Этот метод можно использовать для секвенирования целых хромосом (отсюда и «ходьба по хромосомам»). [ 10 ] Ходьба по праймерам также послужила основой для разработки секвенирования дробовика , в котором используются случайные праймеры вместо специально выбранных.

См. также

[ редактировать ]
  1. ^ Компания Азента Лайф Сайенс. «Часто задаваемые вопросы по начальной ходьбе» . web.genewiz.com . Проверено 20 ноября 2021 г. {{cite web}}: |last= имеет общее имя ( справка )
  2. ^ ДНК-вирусы: практический подход . Алан Канн. Оксфорд: Нью-Йорк. 2000. ISBN  0-585-48411-2 . OCLC   53956473 . {{cite book}}: CS1 maint: другие ( ссылка )
  3. ^ Канн, Алан (1999). ДНК-вирусы: практический подход . Издательство Оксфордского университета. ISBN  978-0-19-963718-8 .
  4. ^ Современные применения биотехнологии растений в фармацевтических науках . 2015. doi : 10.1016/c2014-0-02123-5 . ISBN  9780128022214 .
  5. ^ Стерки, Фредрик; Лундеберг, Йоаким (2000). «Анализ последовательностей генов и геномов» (PDF) . Журнал биотехнологии . 76 (1): 1–31. дои : 10.1016/s0168-1656(99)00176-5 . ПМИД   10784293 .
  6. ^ «ScienceDirect.com | Журналы о науке, здоровье и медицине, полнотекстовые статьи и книги» . www.sciencedirect.com . Проверено 20 ноября 2021 г.
  7. ^ «Генетика. Почему мы используем такие методы секвенирования ДНК, как дробовик?» . Обмен стеками по биологии . Проверено 20 ноября 2021 г.
  8. ^ «Генетика. Почему мы используем такие методы секвенирования ДНК, как дробовик?» . Обмен стеками по биологии . Проверено 20 ноября 2021 г.
  9. ^ «Генетика. Почему мы используем такие методы секвенирования ДНК, как дробовик?» . Обмен стеками по биологии . Проверено 20 ноября 2021 г.
  10. ^ Чино, А. Крейг; Джон Карбон (февраль 1979 г.). «Скрининг перекрывающейся гибридизации: выделение и характеристика перекрывающихся фрагментов ДНК, окружающих ген leu2 на хромосоме III дрожжей». Джин . 5 (2): 111–126. дои : 10.1016/0378-1119(79)90097-0 . ПМИД   376402 .

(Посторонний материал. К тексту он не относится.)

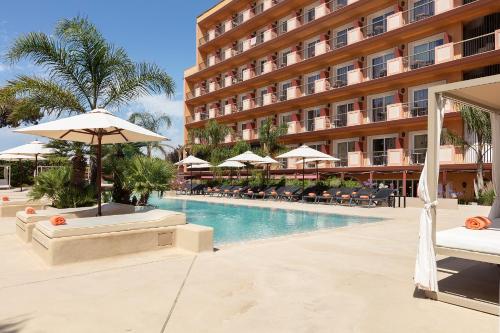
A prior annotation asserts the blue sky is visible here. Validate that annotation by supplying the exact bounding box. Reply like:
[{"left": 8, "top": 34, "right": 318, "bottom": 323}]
[{"left": 0, "top": 0, "right": 218, "bottom": 150}]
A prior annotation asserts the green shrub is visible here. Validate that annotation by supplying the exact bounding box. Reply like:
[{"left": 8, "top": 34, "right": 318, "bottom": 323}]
[{"left": 29, "top": 166, "right": 97, "bottom": 208}]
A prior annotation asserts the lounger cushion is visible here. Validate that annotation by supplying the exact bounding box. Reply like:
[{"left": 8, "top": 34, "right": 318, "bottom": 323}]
[
  {"left": 436, "top": 227, "right": 500, "bottom": 255},
  {"left": 36, "top": 209, "right": 186, "bottom": 238},
  {"left": 16, "top": 202, "right": 135, "bottom": 223}
]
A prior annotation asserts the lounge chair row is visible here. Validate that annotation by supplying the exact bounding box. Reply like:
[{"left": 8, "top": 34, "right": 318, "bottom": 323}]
[{"left": 179, "top": 184, "right": 395, "bottom": 207}]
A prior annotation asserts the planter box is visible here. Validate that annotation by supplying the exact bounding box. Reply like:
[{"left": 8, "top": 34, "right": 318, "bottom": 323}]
[
  {"left": 387, "top": 12, "right": 404, "bottom": 31},
  {"left": 347, "top": 68, "right": 363, "bottom": 85},
  {"left": 387, "top": 148, "right": 404, "bottom": 166},
  {"left": 387, "top": 57, "right": 404, "bottom": 76},
  {"left": 347, "top": 27, "right": 363, "bottom": 45},
  {"left": 387, "top": 103, "right": 403, "bottom": 121},
  {"left": 347, "top": 151, "right": 363, "bottom": 167},
  {"left": 434, "top": 43, "right": 455, "bottom": 64}
]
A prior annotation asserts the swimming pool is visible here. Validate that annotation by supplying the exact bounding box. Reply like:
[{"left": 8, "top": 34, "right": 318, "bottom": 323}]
[{"left": 150, "top": 197, "right": 383, "bottom": 244}]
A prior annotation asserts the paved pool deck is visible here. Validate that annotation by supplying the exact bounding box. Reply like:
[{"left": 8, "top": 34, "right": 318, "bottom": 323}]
[{"left": 0, "top": 197, "right": 499, "bottom": 333}]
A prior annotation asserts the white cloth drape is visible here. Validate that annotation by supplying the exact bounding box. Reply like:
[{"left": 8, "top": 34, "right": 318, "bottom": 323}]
[
  {"left": 488, "top": 112, "right": 500, "bottom": 219},
  {"left": 414, "top": 96, "right": 445, "bottom": 291}
]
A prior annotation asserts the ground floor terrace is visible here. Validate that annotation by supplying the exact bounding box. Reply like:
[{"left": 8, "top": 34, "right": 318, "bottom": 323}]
[
  {"left": 0, "top": 196, "right": 499, "bottom": 333},
  {"left": 180, "top": 161, "right": 491, "bottom": 201}
]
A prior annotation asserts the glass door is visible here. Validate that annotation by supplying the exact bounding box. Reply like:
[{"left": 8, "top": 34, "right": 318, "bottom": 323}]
[{"left": 372, "top": 138, "right": 396, "bottom": 165}]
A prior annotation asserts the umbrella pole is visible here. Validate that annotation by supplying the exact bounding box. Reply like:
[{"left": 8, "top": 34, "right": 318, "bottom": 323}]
[
  {"left": 97, "top": 131, "right": 102, "bottom": 216},
  {"left": 302, "top": 158, "right": 306, "bottom": 192}
]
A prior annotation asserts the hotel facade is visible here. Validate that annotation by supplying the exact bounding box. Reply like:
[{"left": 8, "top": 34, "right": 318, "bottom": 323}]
[{"left": 184, "top": 0, "right": 500, "bottom": 197}]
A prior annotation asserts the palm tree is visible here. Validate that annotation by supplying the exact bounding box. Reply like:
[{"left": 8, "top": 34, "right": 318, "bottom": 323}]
[
  {"left": 259, "top": 118, "right": 288, "bottom": 156},
  {"left": 443, "top": 106, "right": 491, "bottom": 199},
  {"left": 6, "top": 17, "right": 175, "bottom": 187},
  {"left": 189, "top": 119, "right": 233, "bottom": 165},
  {"left": 129, "top": 112, "right": 172, "bottom": 159}
]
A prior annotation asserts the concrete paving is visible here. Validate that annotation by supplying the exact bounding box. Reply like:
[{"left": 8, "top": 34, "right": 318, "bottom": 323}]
[{"left": 0, "top": 198, "right": 499, "bottom": 333}]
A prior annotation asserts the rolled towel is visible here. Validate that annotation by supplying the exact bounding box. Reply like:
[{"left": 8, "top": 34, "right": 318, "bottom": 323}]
[
  {"left": 465, "top": 216, "right": 491, "bottom": 230},
  {"left": 50, "top": 215, "right": 66, "bottom": 226},
  {"left": 24, "top": 207, "right": 36, "bottom": 215}
]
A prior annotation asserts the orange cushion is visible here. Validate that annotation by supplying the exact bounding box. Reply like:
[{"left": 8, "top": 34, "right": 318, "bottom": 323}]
[
  {"left": 24, "top": 207, "right": 36, "bottom": 214},
  {"left": 50, "top": 215, "right": 66, "bottom": 226}
]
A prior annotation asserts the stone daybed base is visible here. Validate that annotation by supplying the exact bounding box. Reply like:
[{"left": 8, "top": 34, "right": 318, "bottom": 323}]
[{"left": 32, "top": 209, "right": 213, "bottom": 265}]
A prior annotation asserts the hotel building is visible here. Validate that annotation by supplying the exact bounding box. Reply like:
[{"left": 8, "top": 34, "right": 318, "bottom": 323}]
[{"left": 184, "top": 0, "right": 500, "bottom": 197}]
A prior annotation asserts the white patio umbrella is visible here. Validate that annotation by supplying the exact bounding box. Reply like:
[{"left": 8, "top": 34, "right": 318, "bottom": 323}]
[
  {"left": 255, "top": 155, "right": 280, "bottom": 178},
  {"left": 0, "top": 154, "right": 45, "bottom": 192},
  {"left": 0, "top": 140, "right": 54, "bottom": 175},
  {"left": 14, "top": 109, "right": 166, "bottom": 216},
  {"left": 227, "top": 150, "right": 264, "bottom": 179},
  {"left": 278, "top": 145, "right": 332, "bottom": 190},
  {"left": 297, "top": 156, "right": 340, "bottom": 180},
  {"left": 217, "top": 160, "right": 245, "bottom": 184},
  {"left": 175, "top": 155, "right": 210, "bottom": 194}
]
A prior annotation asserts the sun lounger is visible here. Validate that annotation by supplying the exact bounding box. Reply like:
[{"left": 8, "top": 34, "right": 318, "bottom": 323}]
[
  {"left": 32, "top": 209, "right": 213, "bottom": 265},
  {"left": 16, "top": 203, "right": 135, "bottom": 242},
  {"left": 0, "top": 197, "right": 50, "bottom": 217}
]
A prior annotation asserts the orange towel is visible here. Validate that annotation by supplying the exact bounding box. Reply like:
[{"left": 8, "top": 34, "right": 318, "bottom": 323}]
[
  {"left": 50, "top": 215, "right": 66, "bottom": 226},
  {"left": 465, "top": 216, "right": 491, "bottom": 230},
  {"left": 24, "top": 207, "right": 36, "bottom": 214}
]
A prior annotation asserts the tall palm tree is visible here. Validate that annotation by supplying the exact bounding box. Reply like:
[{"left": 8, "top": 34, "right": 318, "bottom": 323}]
[
  {"left": 443, "top": 106, "right": 491, "bottom": 198},
  {"left": 259, "top": 118, "right": 288, "bottom": 156},
  {"left": 6, "top": 17, "right": 175, "bottom": 187},
  {"left": 129, "top": 112, "right": 172, "bottom": 159}
]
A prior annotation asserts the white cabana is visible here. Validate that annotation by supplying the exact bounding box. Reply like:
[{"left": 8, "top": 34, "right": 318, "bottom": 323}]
[
  {"left": 14, "top": 109, "right": 166, "bottom": 215},
  {"left": 175, "top": 155, "right": 210, "bottom": 194},
  {"left": 278, "top": 145, "right": 333, "bottom": 190},
  {"left": 414, "top": 75, "right": 500, "bottom": 315},
  {"left": 0, "top": 140, "right": 54, "bottom": 176},
  {"left": 227, "top": 150, "right": 265, "bottom": 179}
]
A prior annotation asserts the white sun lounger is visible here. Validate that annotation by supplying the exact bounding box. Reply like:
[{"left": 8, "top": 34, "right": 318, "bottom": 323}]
[
  {"left": 32, "top": 209, "right": 213, "bottom": 265},
  {"left": 0, "top": 197, "right": 50, "bottom": 217},
  {"left": 16, "top": 203, "right": 135, "bottom": 242}
]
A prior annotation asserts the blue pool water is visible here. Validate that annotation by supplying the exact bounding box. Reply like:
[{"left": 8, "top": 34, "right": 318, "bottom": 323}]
[{"left": 150, "top": 198, "right": 382, "bottom": 244}]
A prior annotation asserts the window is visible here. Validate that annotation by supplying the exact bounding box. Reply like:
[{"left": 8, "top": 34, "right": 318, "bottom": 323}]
[
  {"left": 411, "top": 134, "right": 427, "bottom": 164},
  {"left": 304, "top": 8, "right": 316, "bottom": 23},
  {"left": 332, "top": 65, "right": 354, "bottom": 88},
  {"left": 372, "top": 137, "right": 396, "bottom": 165},
  {"left": 410, "top": 88, "right": 427, "bottom": 117},
  {"left": 337, "top": 141, "right": 356, "bottom": 166},
  {"left": 369, "top": 11, "right": 394, "bottom": 36},
  {"left": 334, "top": 103, "right": 354, "bottom": 127},
  {"left": 410, "top": 0, "right": 434, "bottom": 22},
  {"left": 371, "top": 95, "right": 394, "bottom": 122},
  {"left": 306, "top": 39, "right": 319, "bottom": 59},
  {"left": 306, "top": 74, "right": 320, "bottom": 95},
  {"left": 410, "top": 39, "right": 444, "bottom": 69},
  {"left": 279, "top": 82, "right": 292, "bottom": 101},
  {"left": 305, "top": 109, "right": 320, "bottom": 132},
  {"left": 370, "top": 52, "right": 394, "bottom": 79}
]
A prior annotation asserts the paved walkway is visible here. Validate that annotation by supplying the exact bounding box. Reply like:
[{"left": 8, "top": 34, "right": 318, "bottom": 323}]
[{"left": 0, "top": 198, "right": 498, "bottom": 333}]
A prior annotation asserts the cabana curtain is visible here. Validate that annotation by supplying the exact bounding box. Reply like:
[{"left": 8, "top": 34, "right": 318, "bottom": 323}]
[
  {"left": 414, "top": 96, "right": 446, "bottom": 292},
  {"left": 489, "top": 112, "right": 500, "bottom": 219}
]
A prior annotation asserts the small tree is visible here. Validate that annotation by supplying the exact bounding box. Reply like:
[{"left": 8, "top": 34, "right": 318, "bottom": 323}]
[{"left": 443, "top": 106, "right": 491, "bottom": 199}]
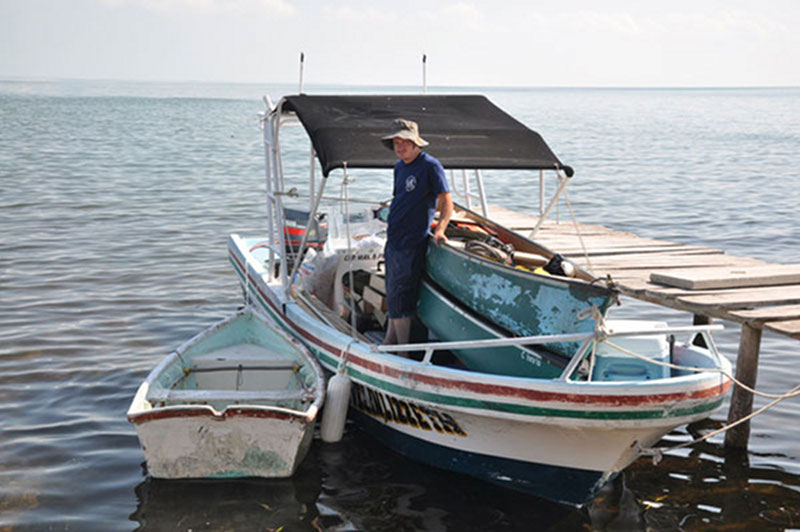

Arc.Ask3.Ru: конец переведенного документа.
Arc.Ask3.Ru
Номер скриншота №: 812f2b0bf3cef83ba90f86e153d9c25e__1689100140
URL1:https://arc.ask3.ru/arc/aa/81/5e/812f2b0bf3cef83ba90f86e153d9c25e.html
Заголовок, (Title) документа по адресу, URL1:
Primer walking - Wikipedia
Данный printscreen веб страницы (снимок веб страницы, скриншот веб страницы), визуально-программная копия документа расположенного по адресу URL1 и сохраненная в файл, имеет: квалифицированную, усовершенствованную (подтверждены: метки времени, валидность сертификата), открепленную ЭЦП (приложена к данному файлу), что может быть использовано для подтверждения содержания и факта существования документа в этот момент времени. Права на данный скриншот принадлежат администрации Ask3.ru, использование в качестве доказательства только с письменного разрешения правообладателя скриншота. Администрация Ask3.ru не несет ответственности за информацию размещенную на данном скриншоте. Права на прочие зарегистрированные элементы любого права, изображенные на снимках принадлежат их владельцам. Качество перевода предоставляется как есть. Любые претензии, иски не могут быть предъявлены. Если вы не согласны с любым пунктом перечисленным выше, вы не можете использовать данный сайт и информация размещенную на нем (сайте/странице), немедленно покиньте данный сайт. В случае нарушения любого пункта перечисленного выше, штраф 55! (Пятьдесят пять факториал, Денежную единицу (имеющую самостоятельную стоимость) можете выбрать самостоятельно, выплаичвается товарами в течение 7 дней с момента нарушения.)